Our global team operates out of two leading life science clusters, Watertown, MA and Medicon Village in Lund, Sweden.

The Scientist, Signal Transduction and Cancer Biology will be a key member of Acrivon Therapeutics’ Biology Team. This position will be based in Lund, Sweden.

Responsibilities

• Perform research to help elucidate drug mechanism-of-action and resistance mechanisms through experimental design, execution, and data interpretation.
• Perform research to design, screen and analyze data to evaluate drug candidates in our early discovery pipeline.
• Develop novel mechanism-of-action cell-based models that closely mimic human cancer to enable biomarker discovery, answer mechanistic questions and validate biomarkers for therapeutic targets.
• Participate in analysis and evaluation of large phospho-proteomic data sets from drug profiling studies of both cell lines and tissue samples through signal transduction pathway-based analyses.
• Contribute as a member of a diverse and motivated team of researchers across Oncology disciplines and key internal and external collaborators.
• Read and critically evaluate literature to keep abreast of scientific and technological advances.
• Lead or contribute to scientific publications.

Qualifications

• PhD in cell biology, cancer biology or other related scientific discipline with at least 1-2 years of relevant experience in academia or industry.
• Demonstrated expertise in cancer biology, signal transduction, oncogenic signaling pathways, and/or translational biomarker research required.
• Excellent written and interpersonal communication skills with the ability to interact effectively with internal and external colleagues are required.
• Ability to troubleshoot effectively and constructively implement solutions within the broader teams.
• Proven track record of quality research and deep scientific knowledge as evidenced by high impact, peer reviewed publications highly preferred.
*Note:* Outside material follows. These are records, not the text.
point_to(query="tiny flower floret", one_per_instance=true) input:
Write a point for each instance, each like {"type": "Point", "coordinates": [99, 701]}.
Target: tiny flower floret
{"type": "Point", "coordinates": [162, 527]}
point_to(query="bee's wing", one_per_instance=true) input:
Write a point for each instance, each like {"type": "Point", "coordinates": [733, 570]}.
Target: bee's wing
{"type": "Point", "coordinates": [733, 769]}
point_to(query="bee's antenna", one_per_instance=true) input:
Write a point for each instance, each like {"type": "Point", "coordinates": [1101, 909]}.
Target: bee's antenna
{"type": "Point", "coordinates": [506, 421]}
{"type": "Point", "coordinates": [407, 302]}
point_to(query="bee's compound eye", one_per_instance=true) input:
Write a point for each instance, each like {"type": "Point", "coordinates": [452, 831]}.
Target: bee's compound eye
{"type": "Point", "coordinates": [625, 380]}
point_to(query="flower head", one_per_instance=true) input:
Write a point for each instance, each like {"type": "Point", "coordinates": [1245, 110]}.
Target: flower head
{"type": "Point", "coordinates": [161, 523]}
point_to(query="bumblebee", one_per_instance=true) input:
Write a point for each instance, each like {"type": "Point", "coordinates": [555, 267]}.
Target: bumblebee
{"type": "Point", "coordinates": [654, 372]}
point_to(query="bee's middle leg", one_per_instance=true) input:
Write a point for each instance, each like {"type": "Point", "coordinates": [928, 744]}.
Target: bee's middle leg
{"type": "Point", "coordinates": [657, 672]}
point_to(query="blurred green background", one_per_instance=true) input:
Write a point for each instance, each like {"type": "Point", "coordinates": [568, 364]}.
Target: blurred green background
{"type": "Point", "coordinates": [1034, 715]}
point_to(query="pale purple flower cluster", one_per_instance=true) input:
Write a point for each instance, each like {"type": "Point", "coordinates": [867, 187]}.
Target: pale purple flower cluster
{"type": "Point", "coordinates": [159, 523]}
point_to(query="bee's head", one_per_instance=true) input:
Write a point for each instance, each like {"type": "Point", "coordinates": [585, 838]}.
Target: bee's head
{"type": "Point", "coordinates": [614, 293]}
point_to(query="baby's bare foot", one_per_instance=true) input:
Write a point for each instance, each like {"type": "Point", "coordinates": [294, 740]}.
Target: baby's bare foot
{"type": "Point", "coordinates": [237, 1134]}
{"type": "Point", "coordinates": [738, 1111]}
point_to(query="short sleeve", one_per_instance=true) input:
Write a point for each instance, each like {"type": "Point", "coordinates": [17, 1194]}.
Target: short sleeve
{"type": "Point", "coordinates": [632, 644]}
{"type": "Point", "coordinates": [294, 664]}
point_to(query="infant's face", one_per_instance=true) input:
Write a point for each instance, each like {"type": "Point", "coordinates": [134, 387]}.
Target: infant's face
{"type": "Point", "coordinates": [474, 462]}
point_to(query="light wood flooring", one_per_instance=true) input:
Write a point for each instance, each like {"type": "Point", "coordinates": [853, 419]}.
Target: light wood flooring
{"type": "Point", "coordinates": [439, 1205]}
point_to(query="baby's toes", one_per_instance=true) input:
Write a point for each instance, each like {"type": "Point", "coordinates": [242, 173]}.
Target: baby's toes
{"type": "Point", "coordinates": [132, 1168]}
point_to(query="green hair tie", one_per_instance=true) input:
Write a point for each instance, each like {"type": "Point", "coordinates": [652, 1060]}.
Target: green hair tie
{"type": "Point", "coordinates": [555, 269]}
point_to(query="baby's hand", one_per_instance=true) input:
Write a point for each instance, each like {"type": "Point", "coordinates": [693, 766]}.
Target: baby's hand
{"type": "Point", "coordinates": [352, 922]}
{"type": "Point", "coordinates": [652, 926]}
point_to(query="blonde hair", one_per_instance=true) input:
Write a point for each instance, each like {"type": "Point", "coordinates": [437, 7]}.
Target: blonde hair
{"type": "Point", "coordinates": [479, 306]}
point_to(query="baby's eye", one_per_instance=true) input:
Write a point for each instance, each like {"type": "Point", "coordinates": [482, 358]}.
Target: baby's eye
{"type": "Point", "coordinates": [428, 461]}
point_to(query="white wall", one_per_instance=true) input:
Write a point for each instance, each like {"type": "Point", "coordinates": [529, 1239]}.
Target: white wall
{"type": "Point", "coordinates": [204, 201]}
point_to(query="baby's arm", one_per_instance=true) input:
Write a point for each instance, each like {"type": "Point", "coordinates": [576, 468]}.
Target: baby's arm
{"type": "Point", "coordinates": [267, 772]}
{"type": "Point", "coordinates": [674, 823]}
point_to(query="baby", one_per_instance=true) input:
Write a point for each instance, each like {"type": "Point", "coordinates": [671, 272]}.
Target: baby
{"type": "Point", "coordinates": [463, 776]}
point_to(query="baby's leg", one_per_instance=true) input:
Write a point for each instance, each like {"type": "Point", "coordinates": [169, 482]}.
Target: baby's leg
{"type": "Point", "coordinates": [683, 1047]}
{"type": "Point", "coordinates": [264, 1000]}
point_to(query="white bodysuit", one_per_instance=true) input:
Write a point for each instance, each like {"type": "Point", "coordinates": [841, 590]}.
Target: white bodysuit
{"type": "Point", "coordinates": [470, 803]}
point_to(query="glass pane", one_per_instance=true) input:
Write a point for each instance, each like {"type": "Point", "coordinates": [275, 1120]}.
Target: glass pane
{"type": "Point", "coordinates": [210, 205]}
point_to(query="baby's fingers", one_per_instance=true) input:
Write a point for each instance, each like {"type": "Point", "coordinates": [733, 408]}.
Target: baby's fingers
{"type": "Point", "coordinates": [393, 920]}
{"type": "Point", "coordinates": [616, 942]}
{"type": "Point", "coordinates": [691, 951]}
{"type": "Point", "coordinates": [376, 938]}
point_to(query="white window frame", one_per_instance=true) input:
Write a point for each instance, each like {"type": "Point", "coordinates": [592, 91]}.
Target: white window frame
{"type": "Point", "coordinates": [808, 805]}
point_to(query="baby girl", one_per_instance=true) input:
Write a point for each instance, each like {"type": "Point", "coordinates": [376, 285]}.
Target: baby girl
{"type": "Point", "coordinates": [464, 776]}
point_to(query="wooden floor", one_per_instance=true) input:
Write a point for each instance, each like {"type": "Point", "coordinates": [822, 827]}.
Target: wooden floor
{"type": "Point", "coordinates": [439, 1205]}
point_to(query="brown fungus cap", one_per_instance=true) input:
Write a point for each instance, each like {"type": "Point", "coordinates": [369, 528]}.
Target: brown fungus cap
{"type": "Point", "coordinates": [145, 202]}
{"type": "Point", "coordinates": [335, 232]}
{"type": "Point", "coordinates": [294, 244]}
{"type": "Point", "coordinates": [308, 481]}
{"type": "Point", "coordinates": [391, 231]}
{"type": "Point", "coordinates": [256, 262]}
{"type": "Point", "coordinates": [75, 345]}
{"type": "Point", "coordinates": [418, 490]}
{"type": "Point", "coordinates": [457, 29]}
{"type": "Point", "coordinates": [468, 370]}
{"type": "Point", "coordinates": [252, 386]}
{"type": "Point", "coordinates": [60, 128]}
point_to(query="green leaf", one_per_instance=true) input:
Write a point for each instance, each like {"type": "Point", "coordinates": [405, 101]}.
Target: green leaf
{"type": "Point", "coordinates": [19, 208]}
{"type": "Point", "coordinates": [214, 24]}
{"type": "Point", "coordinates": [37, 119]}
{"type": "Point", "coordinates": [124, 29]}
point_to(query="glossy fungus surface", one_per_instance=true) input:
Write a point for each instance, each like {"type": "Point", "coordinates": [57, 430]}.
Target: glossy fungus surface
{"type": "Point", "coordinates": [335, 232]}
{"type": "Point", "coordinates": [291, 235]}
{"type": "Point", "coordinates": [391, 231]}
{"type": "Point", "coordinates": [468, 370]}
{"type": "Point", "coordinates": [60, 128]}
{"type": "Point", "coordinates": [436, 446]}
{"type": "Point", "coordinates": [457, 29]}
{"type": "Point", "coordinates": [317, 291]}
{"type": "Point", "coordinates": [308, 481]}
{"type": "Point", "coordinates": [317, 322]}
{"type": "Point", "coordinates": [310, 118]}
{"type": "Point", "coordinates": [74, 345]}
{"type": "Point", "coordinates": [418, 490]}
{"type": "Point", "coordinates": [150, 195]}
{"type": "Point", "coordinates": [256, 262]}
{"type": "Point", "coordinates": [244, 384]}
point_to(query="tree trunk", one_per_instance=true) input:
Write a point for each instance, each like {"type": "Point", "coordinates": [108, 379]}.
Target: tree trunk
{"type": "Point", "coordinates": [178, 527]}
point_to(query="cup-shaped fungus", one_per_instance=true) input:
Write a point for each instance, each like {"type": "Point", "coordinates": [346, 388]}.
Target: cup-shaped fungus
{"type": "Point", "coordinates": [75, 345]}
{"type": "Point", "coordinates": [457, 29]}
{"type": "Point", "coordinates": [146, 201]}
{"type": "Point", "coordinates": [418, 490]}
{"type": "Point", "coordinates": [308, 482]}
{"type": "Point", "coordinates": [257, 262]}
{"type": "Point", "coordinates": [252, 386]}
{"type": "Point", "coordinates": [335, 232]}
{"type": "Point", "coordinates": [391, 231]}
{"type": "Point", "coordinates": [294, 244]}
Knowledge and hands-on experience in several of the following areas are highly desirable:

• Molecular and Cellular Biology: Western blotting, ELISA, immunofluorescence
• Expertise related to DNA damage response (DDR) signaling, cell cycle regulation and/or DNA replication biology.
• Cell-based assays: tissue culture, cell proliferation and viability assays, reporter assays, flow cytometry and cell cycle analysis, transfection, assays examining DNA damageand DNA replication stress response pathways.
• Demonstrated expertise in development/optimization of in vitro/ex vivo 
• Experience in microscopy.
• Proficiency in data collection/analysis/documentation of all study results in the form of electronic lab notebook reports.

Acrivon Therapeutics is proud to be an equal opportunity employer and to provide equal opportunities to all employees and applicants for employment without regard to race, color, religion, sex or gender identity, national origin, age, disability, sexual orientation, or genetics. In addition to federal law requirements, Acrivon Therapeutics complies with applicable state and local laws governing nondiscrimination in employment.